Sid Ahmed Soumia, Messali Zoubeida, Poyer Florent, Lumbroso-Le Rouic Livia, Desjardins Laurence, Cassoux Nathalie, Thomas Carole D, Marco Sergio, Lemaitre Stéphanie
Faculty of Science and Technology, Mohamed El Bachir El Ibrahimi University, Bordj Bou Arreridj, Algeria.
INSERM, U1196, Université Paris Sud, Université Paris-Saclay, Orsay, France.
Ophthalmic Res. 2018;59(3):164-169. doi: 10.1159/000486283. Epub 2018 Mar 26.
Due to the presence of speckle Poisson noise, the interpretation of spectral domain-optical coherence tomography (SD-OCT) images frequently requires the use of data averaging to improve the signal-to-noise ratio. This implies long acquisition times and requires patient sedation in some cases.

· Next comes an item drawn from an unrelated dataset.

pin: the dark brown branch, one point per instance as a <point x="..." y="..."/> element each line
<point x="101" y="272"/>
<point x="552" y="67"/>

Iterative variance stabilizing transformation (VST) is a possible approach by which to remove speckle Poisson noise on single images.
We used SD-OCT images of human and murine (LH Beta-Tag mouse model) retinas with and without retinoblastoma acquired with 2 different imaging devices (Bioptigen and Micron IV). These images were processed using a denoising workflow implemented in Matlab.

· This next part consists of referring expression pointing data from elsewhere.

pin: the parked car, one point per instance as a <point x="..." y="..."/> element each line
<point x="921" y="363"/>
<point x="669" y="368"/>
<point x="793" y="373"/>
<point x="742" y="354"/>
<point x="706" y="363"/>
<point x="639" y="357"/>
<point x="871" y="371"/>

We demonstrated the presence of speckle Poisson noise, which can be removed by a VST-based approach. This approach is robust as it works in all used imaging devices and in both human and mouse retinas, independently of the tumor status. The implemented algorithm is freely available from the authors on demand.

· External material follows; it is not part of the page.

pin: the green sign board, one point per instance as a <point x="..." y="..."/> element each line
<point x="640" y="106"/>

On a single denoised image, the proposed method provides results similar to those expected from the SD-OCT averaging. Because of the friendly user interface, it can be easily used by clinicians and researchers in ophthalmology.
由于存在散斑泊松噪声,光谱域光学相干断层扫描(SD-OCT)图像的解读常常需要采用数据平均法来提高信噪比。这意味着采集时间较长,且在某些情况下需要对患者进行镇静。迭代方差稳定变换(VST)是一种可用于去除单幅图像上散斑泊松噪声的方法。
我们使用了通过2种不同成像设备(Bioptigen和Micron IV)采集的、患有和未患视网膜母细胞瘤的人类及小鼠(LH Beta-Tag小鼠模型)视网膜的SD-OCT图像。这些图像使用在Matlab中实现的去噪工作流程进行处理。
我们证实了散斑泊松噪声的存在,其可通过基于VST的方法去除。该方法具有鲁棒性,因为它在所有使用的成像设备以及人类和小鼠视网膜中均有效,且与肿瘤状态无关。所实现的算法可应作者要求免费获取。
在单幅去噪图像上,所提方法提供的结果与SD-OCT平均法预期的结果相似。由于用户界面友好,眼科临床医生和研究人员可轻松使用该方法。